Search code examples
c++hashmapunordered-mapuser-defined-typeshash-collision

C++ Hash Table - How is collision for unordered_map with custom data type as keys resolved?


I have defined a class called Point which is to be used as a key inside an unordered_map. So, I have provided an operator== function inside the class and I have also provided a template specialization for std::hash. Based on my research, these are the two things I found necessary. The relevant code is as shown:

class Point
{
    int x_cord = {0};
    int y_cord = {0};
public:
    Point()
    {

    }
    Point(int x, int y):x_cord{x}, y_cord{y}
    {

    }
    int x() const
    {
        return x_cord;
    }
    int y() const
    {
        return y_cord;
    }
    bool operator==(const Point& pt) const
    {
        return (x_cord == pt.x() && y_cord == pt.y());
    }
};

namespace std
{
    template<>
    class hash<Point>
    {
    public:
        size_t operator()(const Point& pt) const
        {
            return (std::hash<int>{}(pt.x()) ^ std::hash<int>{}(pt.y()));
        }
    };
}

// Inside some function
std::unordered_map<Point, bool> visited;

The program compiled and gave the correct results in the cases that I tested. However, I am not convinced if this is enough when using a user-defined class as key. How does the unordered_map know how to resolve collision in this case? Do I need to add anything to resolve collision?


Solution

  • That's a terrible hash function. But it is legal, so your implementation will work.

    The rule (and really the only rule) for Hash and Equals is:

    • if a == b, then std::hash<value_type>(a) == std::hash<value_type>(b).

    (It's also important that both Hash and Equals always produce the same value for the same arguments. I used to think that went without saying, but I've seen several SO questions where unordered_map produced unexpected results precisely because one or both of these functions depended on some external value.)

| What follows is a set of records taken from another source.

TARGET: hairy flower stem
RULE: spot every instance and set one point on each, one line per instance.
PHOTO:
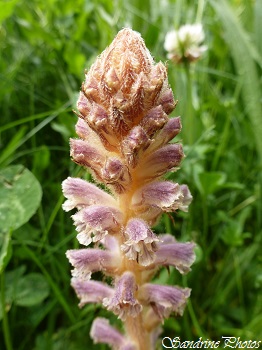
(125, 140)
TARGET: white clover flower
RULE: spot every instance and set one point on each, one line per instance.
(185, 43)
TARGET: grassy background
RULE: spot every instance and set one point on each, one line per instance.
(45, 47)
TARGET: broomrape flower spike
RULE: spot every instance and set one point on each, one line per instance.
(184, 44)
(124, 140)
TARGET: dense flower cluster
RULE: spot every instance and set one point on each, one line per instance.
(125, 141)
(184, 44)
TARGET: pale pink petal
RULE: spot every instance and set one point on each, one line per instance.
(91, 291)
(123, 303)
(161, 161)
(166, 195)
(135, 143)
(80, 194)
(97, 221)
(141, 242)
(164, 299)
(179, 255)
(87, 261)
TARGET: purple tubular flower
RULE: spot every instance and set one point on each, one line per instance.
(161, 161)
(141, 242)
(164, 299)
(179, 255)
(97, 220)
(87, 261)
(135, 143)
(125, 136)
(91, 291)
(123, 303)
(80, 194)
(102, 332)
(88, 156)
(164, 195)
(171, 129)
(154, 120)
(115, 173)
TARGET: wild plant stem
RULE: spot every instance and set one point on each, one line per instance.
(6, 329)
(189, 120)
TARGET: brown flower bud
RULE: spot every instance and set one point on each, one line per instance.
(123, 86)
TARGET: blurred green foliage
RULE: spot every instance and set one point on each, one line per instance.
(45, 47)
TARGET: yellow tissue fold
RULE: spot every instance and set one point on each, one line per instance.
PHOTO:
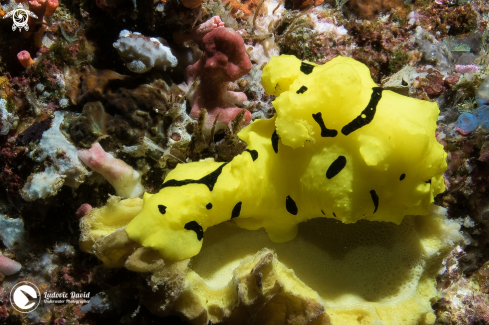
(339, 147)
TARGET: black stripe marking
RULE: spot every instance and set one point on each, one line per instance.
(325, 132)
(253, 153)
(291, 206)
(162, 208)
(275, 139)
(306, 67)
(367, 115)
(336, 167)
(375, 199)
(193, 225)
(236, 210)
(208, 180)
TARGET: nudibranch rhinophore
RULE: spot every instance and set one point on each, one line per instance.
(339, 147)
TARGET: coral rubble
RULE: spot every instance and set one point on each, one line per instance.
(76, 84)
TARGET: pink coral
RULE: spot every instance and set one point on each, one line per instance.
(125, 180)
(42, 9)
(224, 60)
(8, 266)
(25, 59)
(469, 68)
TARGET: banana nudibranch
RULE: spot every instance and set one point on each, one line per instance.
(338, 147)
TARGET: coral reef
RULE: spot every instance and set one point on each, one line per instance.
(224, 60)
(126, 180)
(153, 105)
(233, 275)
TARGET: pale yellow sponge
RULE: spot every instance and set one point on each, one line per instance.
(364, 273)
(339, 147)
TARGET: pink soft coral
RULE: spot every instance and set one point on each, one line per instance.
(125, 180)
(224, 60)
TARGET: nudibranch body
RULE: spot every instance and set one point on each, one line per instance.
(339, 147)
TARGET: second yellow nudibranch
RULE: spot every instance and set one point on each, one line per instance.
(339, 147)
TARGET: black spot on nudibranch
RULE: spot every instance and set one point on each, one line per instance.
(193, 225)
(306, 67)
(162, 208)
(325, 132)
(208, 180)
(367, 115)
(236, 210)
(253, 153)
(291, 206)
(336, 167)
(375, 199)
(275, 141)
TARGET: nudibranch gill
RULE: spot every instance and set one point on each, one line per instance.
(338, 147)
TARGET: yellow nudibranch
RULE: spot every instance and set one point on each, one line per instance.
(338, 147)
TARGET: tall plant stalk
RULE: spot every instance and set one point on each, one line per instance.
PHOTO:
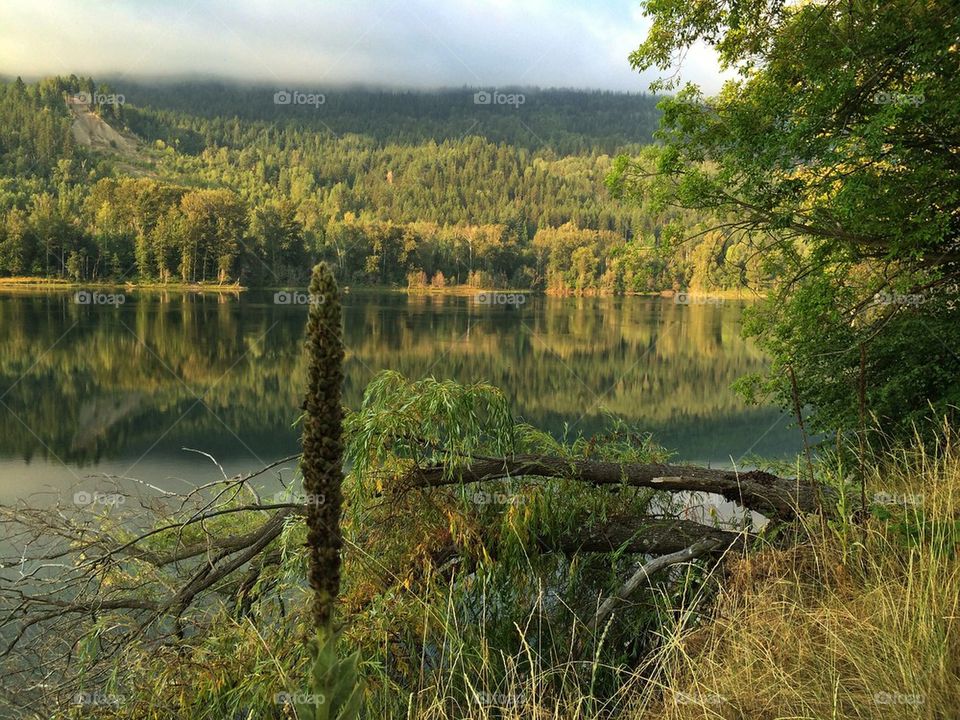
(322, 461)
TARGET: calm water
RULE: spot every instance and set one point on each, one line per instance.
(121, 390)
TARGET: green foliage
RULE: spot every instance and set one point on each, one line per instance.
(335, 683)
(257, 194)
(831, 156)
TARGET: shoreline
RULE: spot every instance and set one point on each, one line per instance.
(32, 284)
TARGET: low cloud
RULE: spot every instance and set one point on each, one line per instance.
(409, 43)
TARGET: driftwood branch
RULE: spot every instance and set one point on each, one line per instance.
(645, 535)
(770, 495)
(644, 573)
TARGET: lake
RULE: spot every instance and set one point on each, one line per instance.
(92, 390)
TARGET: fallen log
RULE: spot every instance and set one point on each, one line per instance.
(770, 495)
(646, 535)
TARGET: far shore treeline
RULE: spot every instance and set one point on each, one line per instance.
(256, 192)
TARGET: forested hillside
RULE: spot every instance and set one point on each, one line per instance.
(229, 185)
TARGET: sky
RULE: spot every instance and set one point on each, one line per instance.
(394, 43)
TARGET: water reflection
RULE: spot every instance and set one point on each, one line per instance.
(123, 388)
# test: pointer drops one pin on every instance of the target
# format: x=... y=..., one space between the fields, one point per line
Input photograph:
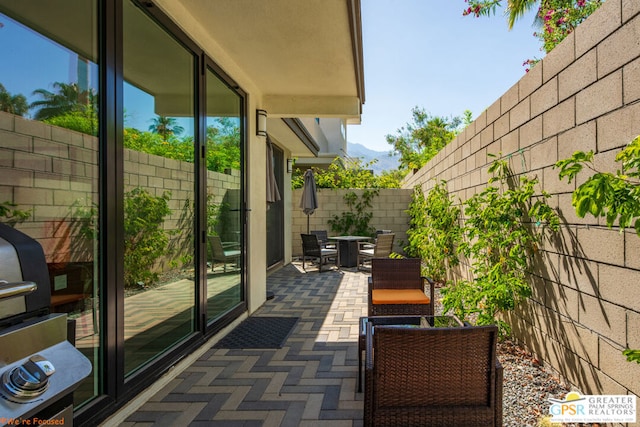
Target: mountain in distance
x=384 y=161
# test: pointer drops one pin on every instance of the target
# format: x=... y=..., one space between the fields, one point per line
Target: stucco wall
x=389 y=213
x=583 y=96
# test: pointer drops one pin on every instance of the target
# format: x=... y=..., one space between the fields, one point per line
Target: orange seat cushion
x=399 y=296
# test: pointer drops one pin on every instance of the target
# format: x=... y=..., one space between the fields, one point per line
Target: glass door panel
x=159 y=189
x=49 y=153
x=224 y=198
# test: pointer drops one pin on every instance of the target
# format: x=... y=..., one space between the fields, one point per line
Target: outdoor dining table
x=368 y=324
x=348 y=249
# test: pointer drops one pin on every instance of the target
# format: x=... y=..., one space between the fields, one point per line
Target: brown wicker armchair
x=433 y=377
x=397 y=287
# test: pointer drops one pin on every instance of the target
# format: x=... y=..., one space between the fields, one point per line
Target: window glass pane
x=49 y=152
x=159 y=189
x=224 y=198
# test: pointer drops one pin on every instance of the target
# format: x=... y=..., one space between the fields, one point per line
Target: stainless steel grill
x=39 y=367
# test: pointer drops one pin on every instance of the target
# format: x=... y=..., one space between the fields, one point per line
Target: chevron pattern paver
x=311 y=381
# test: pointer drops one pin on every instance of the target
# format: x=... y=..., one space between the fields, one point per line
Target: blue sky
x=425 y=53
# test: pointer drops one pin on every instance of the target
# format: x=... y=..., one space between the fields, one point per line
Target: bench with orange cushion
x=399 y=296
x=397 y=287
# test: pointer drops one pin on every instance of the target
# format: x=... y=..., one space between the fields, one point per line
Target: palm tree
x=68 y=98
x=165 y=127
x=14 y=104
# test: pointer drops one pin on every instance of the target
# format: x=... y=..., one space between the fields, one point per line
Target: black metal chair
x=311 y=248
x=323 y=237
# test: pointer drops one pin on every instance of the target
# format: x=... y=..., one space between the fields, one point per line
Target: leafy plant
x=145 y=240
x=347 y=173
x=419 y=141
x=355 y=221
x=11 y=216
x=434 y=230
x=499 y=241
x=613 y=196
x=556 y=19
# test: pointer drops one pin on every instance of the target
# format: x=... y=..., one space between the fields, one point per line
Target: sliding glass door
x=224 y=197
x=159 y=189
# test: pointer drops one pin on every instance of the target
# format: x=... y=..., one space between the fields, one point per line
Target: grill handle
x=16 y=289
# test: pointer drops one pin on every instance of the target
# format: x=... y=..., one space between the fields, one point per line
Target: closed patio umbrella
x=309 y=201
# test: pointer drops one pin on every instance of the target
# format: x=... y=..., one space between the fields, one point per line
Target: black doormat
x=259 y=332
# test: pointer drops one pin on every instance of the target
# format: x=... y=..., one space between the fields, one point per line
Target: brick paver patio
x=311 y=381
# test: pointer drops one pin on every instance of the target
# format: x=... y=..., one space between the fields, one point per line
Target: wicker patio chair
x=382 y=248
x=397 y=287
x=311 y=248
x=433 y=377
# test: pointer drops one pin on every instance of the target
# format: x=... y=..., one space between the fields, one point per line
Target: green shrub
x=434 y=231
x=145 y=239
x=499 y=241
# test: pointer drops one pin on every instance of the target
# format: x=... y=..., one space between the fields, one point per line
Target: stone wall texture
x=52 y=172
x=389 y=213
x=585 y=96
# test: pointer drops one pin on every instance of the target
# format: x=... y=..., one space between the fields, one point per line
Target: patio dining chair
x=311 y=248
x=225 y=253
x=382 y=248
x=397 y=287
x=432 y=377
x=323 y=238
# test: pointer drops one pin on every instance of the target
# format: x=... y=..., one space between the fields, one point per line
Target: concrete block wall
x=584 y=95
x=46 y=169
x=389 y=213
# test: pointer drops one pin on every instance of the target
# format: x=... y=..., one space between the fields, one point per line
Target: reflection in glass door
x=159 y=189
x=49 y=93
x=224 y=197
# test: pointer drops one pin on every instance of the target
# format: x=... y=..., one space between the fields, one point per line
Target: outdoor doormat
x=259 y=332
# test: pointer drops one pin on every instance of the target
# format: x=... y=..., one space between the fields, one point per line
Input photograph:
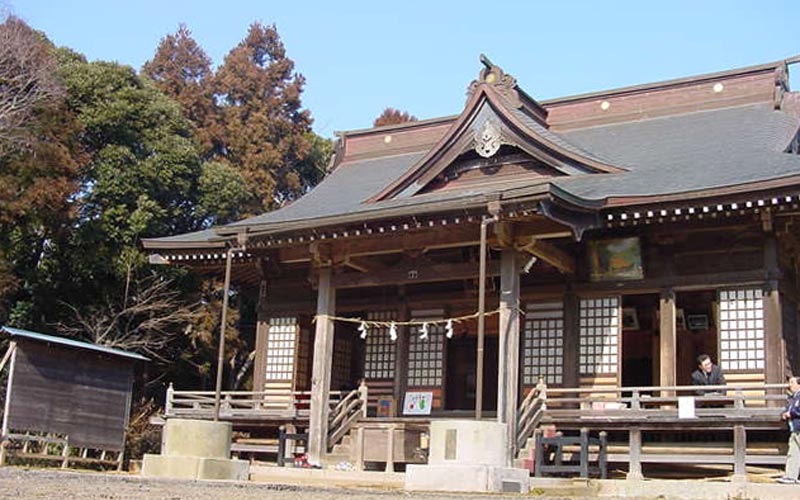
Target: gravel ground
x=57 y=485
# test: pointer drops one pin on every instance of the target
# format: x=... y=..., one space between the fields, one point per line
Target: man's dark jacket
x=700 y=377
x=793 y=407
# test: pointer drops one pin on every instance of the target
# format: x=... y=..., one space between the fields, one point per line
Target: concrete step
x=331 y=459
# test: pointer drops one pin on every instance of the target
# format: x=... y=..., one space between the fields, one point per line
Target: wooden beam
x=571 y=338
x=262 y=330
x=668 y=339
x=549 y=253
x=505 y=232
x=508 y=365
x=386 y=243
x=401 y=353
x=413 y=273
x=321 y=372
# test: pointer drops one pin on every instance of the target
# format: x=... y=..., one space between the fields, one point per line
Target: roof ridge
x=671 y=82
x=666 y=117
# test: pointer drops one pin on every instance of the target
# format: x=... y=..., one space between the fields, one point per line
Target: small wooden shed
x=66 y=392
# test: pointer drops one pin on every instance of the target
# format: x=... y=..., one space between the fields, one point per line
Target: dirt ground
x=57 y=485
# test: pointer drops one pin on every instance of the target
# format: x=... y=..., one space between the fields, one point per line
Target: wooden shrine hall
x=591 y=243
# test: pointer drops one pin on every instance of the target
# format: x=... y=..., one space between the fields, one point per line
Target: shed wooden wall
x=66 y=391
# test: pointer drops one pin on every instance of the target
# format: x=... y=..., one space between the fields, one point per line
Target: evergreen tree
x=181 y=69
x=265 y=128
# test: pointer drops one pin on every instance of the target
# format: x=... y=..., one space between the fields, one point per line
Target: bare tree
x=147 y=321
x=28 y=78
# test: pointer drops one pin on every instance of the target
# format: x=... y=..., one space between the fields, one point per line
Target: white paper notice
x=686 y=407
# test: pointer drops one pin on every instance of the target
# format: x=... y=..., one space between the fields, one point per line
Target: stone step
x=331 y=459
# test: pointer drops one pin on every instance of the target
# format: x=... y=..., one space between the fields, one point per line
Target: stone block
x=466 y=478
x=468 y=442
x=181 y=467
x=166 y=466
x=215 y=468
x=197 y=438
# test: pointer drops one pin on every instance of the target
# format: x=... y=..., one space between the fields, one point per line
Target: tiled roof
x=682 y=153
x=685 y=153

    That would be satisfied by a hash function which always returned 42, in which case the map would get pretty slow as it filled up. But other than the speed issue, the code would work.

    std::unordered_map uses a chained hash, not an open-addressed hash. All entries with the same hash value are placed in the same bucket, which is a linked list. So low-quality hashes do not distribute entries very well among the buckets.

    It's clear that your hash gives {x, y} and {y, x} the same hash value. More seriously, any collection of points in a small rectangle will share the same small number of different hash values, because the high-order bits of the hash values will all be the same.